Le monument en hommage à Virginie Hériot à Cannes

Née en 1890 en région parisienne, Virginie Hériot est une régatière hors pair ayant remporté plus de cent-trente victoires au cours d’une courte carrière, interrompue par son décès à l’âge de 42 ans. Quatre ans après sa disparation sa ville de cœur, Cannes, se voit offrir par le Yacht club de France (YCF) l’érection d’une statue la représentant assise à la barre de son voilier. Endommagé en 1944, ce monument commémoratif fait l’objet d’une réfection à la hâte. Cette dernière est alors à l’origine d’un imbroglio financier opposant l’artiste ayant érigé la stèle originelle et la municipalité de Cannes. Toujours visible de nos jours sur la jetée Albert Édouard, la statue rend hommage à une grande navigatrice française amoureuse de la Côte d’Azur.

Une championne

Surnommée par les Britanniques « The Queen of Yachting », Virginie Hériot remporte plus de cent- trente victoires, notamment dans des épreuves internationales prestigieuses. En 1928, lors des régates des Jeux olympiques d’Amsterdam, elle décroche, sur le voilier de course Aile VI qu’elle avait fait construire, la médaille d’or en 8m JI. Elle devient ainsi la première femme championne olympique dans une épreuve nautique. Fille d’Olympe Hériot, propriétaire des Grands Magasins du Louvre, elle participe très jeune à des croisières en Méditerranée sur le yacht familial. En 1910, elle épouse le vicomte François Marie Haincque de Saint-Senoch vouant également une passion à la mer. De cette union naît, en 1913, un fils prénommé Hubert, mais huit ans plus tard Virginie Hériot divorce et se consacre alors encore plus exclusivement à sa passion pour la mer. À partir de 1921, elle vit une grande partie de l’année à bord d’un de ses bateaux amarrés à Cannes. Un choix qui n’est pas entièrement dû au hasard. En effet, la renommée de cette ville des Alpes-Maritimes en matière de yachting est grande. À partir de 1929, les Régates royales, courues au large de la Croisette, attirent tout le gotha de la navigation française et étrangère.

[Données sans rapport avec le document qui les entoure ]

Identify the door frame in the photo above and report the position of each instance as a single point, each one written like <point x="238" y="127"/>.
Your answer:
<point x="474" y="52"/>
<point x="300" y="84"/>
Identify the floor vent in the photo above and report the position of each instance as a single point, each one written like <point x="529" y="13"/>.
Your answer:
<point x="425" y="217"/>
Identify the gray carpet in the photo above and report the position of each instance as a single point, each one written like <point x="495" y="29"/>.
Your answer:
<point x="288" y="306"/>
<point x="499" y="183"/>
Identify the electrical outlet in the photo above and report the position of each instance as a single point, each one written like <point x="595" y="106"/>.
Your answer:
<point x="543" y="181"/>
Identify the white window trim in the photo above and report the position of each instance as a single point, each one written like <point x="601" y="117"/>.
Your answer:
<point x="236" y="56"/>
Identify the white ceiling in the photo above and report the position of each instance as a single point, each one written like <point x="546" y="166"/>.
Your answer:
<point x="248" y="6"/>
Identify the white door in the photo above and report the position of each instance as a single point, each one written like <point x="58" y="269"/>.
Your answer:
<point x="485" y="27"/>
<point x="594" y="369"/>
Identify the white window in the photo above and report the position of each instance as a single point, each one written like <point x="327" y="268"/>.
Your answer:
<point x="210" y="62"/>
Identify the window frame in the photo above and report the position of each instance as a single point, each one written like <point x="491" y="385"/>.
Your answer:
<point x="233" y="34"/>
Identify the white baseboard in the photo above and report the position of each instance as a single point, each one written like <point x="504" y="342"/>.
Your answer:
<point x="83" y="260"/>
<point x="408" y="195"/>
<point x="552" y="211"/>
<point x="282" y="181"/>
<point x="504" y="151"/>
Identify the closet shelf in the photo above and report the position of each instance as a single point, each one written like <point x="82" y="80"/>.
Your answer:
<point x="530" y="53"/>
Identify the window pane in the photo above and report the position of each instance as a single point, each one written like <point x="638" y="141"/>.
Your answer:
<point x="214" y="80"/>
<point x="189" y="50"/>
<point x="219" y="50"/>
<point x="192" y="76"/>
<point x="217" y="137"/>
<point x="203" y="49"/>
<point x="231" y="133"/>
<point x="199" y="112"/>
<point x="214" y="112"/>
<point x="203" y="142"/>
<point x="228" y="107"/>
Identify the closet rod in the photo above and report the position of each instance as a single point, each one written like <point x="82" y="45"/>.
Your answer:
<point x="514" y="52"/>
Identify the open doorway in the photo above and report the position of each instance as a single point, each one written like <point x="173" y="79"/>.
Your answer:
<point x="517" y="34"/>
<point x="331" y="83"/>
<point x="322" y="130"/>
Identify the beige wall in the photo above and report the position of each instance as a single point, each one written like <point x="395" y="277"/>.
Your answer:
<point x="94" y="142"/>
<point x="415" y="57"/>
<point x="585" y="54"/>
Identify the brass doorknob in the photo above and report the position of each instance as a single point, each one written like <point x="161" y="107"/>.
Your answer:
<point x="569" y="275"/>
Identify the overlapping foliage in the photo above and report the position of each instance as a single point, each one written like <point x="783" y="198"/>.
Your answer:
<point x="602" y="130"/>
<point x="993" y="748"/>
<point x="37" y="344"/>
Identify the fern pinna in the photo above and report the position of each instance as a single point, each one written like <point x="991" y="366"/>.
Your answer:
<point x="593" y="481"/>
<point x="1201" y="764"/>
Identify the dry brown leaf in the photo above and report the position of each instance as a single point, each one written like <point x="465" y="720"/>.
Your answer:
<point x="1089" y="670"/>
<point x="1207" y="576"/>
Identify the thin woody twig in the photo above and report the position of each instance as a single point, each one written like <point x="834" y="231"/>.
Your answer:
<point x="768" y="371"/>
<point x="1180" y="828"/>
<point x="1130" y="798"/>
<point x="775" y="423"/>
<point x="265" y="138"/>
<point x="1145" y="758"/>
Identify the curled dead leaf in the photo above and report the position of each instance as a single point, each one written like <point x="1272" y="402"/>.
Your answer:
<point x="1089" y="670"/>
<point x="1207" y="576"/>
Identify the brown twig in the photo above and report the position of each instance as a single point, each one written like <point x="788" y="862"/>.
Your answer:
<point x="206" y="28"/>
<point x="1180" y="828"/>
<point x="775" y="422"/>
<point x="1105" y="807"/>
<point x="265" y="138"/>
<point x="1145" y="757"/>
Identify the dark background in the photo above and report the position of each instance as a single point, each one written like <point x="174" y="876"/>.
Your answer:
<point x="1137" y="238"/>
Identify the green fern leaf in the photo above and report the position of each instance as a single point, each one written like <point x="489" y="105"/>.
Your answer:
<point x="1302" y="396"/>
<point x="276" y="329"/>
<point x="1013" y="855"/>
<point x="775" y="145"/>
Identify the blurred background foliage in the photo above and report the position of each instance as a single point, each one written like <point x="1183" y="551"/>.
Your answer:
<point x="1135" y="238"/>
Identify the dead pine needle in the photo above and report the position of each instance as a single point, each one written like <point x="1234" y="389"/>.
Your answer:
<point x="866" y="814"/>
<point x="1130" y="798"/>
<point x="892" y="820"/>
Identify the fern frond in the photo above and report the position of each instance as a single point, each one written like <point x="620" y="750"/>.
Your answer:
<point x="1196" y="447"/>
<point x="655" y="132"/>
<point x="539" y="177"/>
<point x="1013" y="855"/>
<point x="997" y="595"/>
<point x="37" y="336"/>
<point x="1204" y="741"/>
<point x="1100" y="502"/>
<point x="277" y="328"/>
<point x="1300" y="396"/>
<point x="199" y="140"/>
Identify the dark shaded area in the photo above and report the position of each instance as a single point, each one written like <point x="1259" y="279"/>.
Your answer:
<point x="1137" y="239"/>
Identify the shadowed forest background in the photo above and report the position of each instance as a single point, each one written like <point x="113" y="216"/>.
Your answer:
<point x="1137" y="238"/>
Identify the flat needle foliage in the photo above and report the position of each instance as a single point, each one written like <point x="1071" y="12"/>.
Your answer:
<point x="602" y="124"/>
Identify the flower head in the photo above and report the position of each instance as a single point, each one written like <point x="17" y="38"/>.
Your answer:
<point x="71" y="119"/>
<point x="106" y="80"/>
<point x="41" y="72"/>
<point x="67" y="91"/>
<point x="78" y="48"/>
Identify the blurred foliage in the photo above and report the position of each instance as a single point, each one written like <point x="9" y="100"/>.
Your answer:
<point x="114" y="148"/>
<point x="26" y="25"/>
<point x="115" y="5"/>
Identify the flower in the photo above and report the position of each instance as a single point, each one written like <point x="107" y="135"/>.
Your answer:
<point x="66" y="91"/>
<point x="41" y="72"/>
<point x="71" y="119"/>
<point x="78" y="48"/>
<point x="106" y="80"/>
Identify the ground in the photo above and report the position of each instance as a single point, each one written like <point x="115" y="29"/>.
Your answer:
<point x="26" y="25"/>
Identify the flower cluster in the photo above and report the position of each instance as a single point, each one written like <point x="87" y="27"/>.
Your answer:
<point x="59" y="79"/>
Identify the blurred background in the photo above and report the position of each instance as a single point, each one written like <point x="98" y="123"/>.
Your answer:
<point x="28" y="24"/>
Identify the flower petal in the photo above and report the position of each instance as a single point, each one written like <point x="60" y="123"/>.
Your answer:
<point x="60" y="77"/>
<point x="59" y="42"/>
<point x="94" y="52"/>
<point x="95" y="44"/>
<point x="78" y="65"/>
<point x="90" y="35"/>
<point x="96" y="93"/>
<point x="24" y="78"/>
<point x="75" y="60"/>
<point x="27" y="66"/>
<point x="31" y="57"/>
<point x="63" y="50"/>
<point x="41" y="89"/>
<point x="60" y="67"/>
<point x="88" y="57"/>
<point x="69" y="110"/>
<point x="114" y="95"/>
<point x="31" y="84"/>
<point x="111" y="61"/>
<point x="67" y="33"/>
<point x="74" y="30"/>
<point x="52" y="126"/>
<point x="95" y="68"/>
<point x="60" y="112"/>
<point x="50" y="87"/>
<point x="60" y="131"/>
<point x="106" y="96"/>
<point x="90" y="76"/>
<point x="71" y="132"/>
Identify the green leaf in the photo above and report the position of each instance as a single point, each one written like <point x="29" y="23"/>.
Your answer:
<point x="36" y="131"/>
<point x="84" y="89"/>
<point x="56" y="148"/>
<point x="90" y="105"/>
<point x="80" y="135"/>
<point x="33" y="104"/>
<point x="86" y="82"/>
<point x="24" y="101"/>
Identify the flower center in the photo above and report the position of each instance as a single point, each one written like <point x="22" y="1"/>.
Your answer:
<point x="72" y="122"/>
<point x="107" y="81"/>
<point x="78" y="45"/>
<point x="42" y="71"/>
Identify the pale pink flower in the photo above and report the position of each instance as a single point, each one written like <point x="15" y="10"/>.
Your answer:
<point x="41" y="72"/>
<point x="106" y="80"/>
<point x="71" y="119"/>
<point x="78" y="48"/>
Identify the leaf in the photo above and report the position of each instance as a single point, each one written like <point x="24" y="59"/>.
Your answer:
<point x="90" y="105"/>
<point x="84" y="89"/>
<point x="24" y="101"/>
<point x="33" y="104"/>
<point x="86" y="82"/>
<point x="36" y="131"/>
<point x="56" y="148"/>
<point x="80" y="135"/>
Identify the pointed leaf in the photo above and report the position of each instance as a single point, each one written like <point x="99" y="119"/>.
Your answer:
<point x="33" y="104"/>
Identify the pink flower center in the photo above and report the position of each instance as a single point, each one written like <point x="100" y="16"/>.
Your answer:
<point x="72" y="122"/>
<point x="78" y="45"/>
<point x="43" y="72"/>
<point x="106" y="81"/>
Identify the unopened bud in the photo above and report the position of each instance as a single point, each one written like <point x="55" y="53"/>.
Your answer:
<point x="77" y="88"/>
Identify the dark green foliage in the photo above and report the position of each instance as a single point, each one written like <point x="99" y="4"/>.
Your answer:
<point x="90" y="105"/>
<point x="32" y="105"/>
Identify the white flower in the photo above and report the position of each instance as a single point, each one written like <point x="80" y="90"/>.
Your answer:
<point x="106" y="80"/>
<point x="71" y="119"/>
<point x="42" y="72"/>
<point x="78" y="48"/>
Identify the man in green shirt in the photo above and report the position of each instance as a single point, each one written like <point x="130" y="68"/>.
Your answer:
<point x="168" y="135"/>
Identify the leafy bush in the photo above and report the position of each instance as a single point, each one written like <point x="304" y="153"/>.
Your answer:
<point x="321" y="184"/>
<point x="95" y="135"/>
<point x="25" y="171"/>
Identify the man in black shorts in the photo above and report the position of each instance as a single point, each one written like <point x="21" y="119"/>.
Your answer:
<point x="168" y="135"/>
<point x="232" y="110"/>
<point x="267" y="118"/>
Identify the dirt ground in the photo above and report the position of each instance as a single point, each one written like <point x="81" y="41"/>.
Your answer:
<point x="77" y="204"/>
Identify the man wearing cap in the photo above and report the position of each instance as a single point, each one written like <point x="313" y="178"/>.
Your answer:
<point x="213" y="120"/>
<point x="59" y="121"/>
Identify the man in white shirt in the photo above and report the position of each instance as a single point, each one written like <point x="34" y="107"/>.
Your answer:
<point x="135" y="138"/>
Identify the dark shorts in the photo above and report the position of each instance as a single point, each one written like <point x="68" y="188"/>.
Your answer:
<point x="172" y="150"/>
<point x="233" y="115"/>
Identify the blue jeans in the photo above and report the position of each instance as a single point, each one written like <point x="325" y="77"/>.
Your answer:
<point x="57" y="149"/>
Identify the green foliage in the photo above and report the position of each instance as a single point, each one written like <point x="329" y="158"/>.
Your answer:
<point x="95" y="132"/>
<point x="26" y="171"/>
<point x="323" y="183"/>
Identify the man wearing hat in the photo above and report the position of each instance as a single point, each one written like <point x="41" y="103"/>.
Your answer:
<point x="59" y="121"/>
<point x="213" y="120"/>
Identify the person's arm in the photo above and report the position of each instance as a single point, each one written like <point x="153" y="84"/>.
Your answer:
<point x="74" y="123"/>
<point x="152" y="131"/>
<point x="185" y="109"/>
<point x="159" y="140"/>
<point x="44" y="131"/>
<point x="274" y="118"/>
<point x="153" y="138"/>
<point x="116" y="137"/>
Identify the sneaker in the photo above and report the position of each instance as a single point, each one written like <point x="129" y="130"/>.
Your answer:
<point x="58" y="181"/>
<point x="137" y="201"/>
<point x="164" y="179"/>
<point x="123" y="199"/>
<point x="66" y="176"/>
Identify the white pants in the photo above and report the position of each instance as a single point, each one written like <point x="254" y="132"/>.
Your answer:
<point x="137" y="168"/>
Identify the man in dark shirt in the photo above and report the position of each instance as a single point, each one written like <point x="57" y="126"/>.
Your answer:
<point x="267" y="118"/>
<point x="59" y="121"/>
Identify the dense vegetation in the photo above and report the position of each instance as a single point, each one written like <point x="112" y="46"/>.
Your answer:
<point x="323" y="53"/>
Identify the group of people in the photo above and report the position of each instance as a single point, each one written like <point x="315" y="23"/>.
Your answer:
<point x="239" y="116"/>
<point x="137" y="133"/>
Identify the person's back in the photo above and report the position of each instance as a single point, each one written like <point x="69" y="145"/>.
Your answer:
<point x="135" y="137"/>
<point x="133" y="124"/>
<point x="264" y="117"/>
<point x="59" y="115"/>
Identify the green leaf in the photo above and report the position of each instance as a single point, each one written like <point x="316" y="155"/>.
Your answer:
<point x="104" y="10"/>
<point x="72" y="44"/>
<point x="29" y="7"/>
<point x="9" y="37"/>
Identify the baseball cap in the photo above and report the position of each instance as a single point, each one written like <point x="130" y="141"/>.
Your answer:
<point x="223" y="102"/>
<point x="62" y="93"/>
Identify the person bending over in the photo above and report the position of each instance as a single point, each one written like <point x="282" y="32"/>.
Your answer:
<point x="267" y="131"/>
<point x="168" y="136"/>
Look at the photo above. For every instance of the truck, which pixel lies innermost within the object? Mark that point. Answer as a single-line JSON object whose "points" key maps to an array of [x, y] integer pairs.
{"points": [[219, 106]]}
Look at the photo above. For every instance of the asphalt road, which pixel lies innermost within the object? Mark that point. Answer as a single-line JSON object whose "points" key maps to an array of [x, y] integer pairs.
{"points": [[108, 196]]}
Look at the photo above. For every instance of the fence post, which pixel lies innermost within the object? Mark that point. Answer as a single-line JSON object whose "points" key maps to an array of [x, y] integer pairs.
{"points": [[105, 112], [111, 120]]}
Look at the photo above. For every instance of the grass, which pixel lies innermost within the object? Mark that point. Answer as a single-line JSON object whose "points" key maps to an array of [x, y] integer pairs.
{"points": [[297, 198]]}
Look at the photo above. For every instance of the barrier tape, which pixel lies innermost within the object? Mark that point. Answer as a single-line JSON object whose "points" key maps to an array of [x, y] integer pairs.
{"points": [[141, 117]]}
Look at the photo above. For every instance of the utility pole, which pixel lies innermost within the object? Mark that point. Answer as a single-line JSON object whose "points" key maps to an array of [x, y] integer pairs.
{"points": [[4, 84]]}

Virginie Hériot participe régulièrement à cette manifestation ainsi qu’à d’autres, organisées par la Société des régates cannoises (SRC). Sa présence contribue à la réputation des courses nautiques organisées au large de la « perle de la Méditerranée ».

En 1932, elle se blesse très grièvement lors d’une croisière. Très affaiblie, elle continue toutefois la compétition, et meurt d’une syncope en août de la même année à bord de son bateau lors des régates d’Arcachon. À l’annonce de son décès, le magazine La Saison à Cannes souligne que « Cannes n’oubliera pas Madame Hériot, parce que Madame Hériot aimait Cannes. Elle était l’âme des belles régates […] son séjour ici était une détente avant une lutte nouvelle ».

L’érection d’un monument en son honneur

En 1936, le Yacht-club de France (YCF) décide d’offrir à la ville de Cannes une statue en l’honneur de la navigatrice. Sa réalisation est confiée à Raoul Bénard, un sculpteur parisien, Grand Prix de Rome en 1911, et connu des milieux sportifs. Il est en effet l’auteur des médailles frappées pour les Jeux olympiques d’hiver de 1924 à Chamonix, et de médailles commémoratives pour les Olympiades d’été disputées à Paris la même année.

Le monument est constitué de « deux pierres en Puilleney rose, grain fin, formant un ensemble de 13 tonnes » et mesurant 2 m 40 de longueur, 1m 20 d’épaisseur et 3 m 80 de hauteur. Il représente Virginie Hériot assise à la barre de son voilier lequel est sculpté à l’arrière-plan. La stèle porte l’inscription « Virginie Hériot navigatrice 1890-1932 ».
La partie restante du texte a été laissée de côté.